Revocata custodia per un indagato della rapina a Bastia, estraneo ai fatti
Gli avvocati

Il giudice lo ritiene estraneo ai fatti dopo l’interrogatorio

È tornato in libertà uno dei quattro indagati per la rapina avvenuta nella notte del 9 luglio nel centro storico di Bastia Umbra, dove un uomo di 54 anni fu aggredito e derubato subito dopo un prelievo a uno sportello bancomat. La misura cautelare nei confronti del giovane, difeso dagli avvocati Alessio Costantini e Francesco Cappelletti, è stata revocata dal Giudice per le indagini preliminari del Tribunale di Perugia dopo l’interrogatorio di garanzia, accogliendo le deduzioni della difesa che ha ricostruito nel dettaglio la condotta del ragazzo, giudicata estranea ai fatti contestati.

L’episodio aveva scosso profondamente la comunità bastiola per la sua violenza e dinamica: quattro giovani, secondo quanto accertato dai Carabinieri della Stazione di Bastia Umbra e della Compagnia di Assisi, avrebbero circondato la vittima mentre si allontanava dal bancomat, colpendolo con un calcio, trascinandolo sull’asfalto e sottraendogli un borsello contenente denaro. L’uomo, rimasto ferito, aveva sporto immediatamente denuncia. L’attività investigativa, sviluppata anche grazie alla visione delle immagini delle telecamere di sorveglianza e all’ascolto dei relativi audio, ha portato all’identificazione di quattro soggetti ritenuti coinvolti, per i quali è stata disposta la custodia cautelare in carcere.

Tra questi anche il giovane scarcerato oggi che inizialmente fu accusato di concorso in rapina e lesioni personali aggravate. Tuttavia, nel corso delle successive fasi procedurali, la difesa ha lavorato per analizzare singolarmente le responsabilità di ciascun partecipante, sostenendo con forza l’estraneità dell’indagato ai fatti criminosi. In particolare, l’analisi dei filmati e delle registrazioni audio ambientali ha permesso di evidenziare come il giovane non avesse avuto un ruolo attivo nell’aggressione, ma anzi si fosse avvicinato alla scena con l’intento di prestare aiuto alla vittima, in un contesto in cui i presenti si conoscevano tra loro.
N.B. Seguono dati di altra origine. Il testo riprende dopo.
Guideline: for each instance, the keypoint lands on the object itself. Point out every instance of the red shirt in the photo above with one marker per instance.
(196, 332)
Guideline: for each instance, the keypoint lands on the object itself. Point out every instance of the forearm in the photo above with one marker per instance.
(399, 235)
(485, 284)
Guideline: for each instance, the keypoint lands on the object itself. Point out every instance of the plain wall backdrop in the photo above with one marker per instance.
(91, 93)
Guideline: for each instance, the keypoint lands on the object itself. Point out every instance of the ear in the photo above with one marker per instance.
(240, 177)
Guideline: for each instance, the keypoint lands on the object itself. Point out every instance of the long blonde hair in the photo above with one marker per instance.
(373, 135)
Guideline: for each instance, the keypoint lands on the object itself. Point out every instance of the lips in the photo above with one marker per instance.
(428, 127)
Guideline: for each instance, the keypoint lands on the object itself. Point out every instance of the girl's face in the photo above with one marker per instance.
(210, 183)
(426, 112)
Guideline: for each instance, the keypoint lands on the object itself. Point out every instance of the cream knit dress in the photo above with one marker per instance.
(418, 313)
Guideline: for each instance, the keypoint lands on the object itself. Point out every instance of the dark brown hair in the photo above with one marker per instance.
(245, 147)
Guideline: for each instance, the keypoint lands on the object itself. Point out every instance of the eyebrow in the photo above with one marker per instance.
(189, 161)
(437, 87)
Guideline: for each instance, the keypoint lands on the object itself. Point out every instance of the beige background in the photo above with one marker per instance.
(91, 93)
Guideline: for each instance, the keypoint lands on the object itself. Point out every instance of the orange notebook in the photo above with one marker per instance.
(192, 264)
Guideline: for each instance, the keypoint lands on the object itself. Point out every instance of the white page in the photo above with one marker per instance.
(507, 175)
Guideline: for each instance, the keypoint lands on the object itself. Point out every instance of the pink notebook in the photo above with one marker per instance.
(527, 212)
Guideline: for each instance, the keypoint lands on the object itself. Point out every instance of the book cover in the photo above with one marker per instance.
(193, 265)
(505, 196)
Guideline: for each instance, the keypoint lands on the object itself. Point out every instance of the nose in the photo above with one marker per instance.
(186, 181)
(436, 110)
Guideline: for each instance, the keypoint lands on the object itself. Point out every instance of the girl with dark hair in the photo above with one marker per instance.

Il giudice, valutando gli elementi presentati, ha ritenuto credibile la ricostruzione dei fatti proposta dalla difesa e ha disposto la revoca dell’ordinanza di custodia, con la conseguente immediata liberazione del ragazzo.

Resta invece ancora collocato in una comunità per minori il secondo giovane assistito dagli stessi legali, la cui posizione sarà nuovamente sottoposta a valutazione alla luce dei recenti sviluppi. Anche per lui, la difesa intende presentare un’istanza di scarcerazione, sottolineando la coerenza della nuova visione dei fatti emersa nel quadro investigativo aggiornato.

Ora che uno degli arrestati è stato rimesso in libertà per insussistenza dei gravi indizi di colpevolezza, il procedimento giudiziario entra in una nuova fase, tesa a individuare con maggiore precisione le dinamiche e i responsabili materiali della rapina.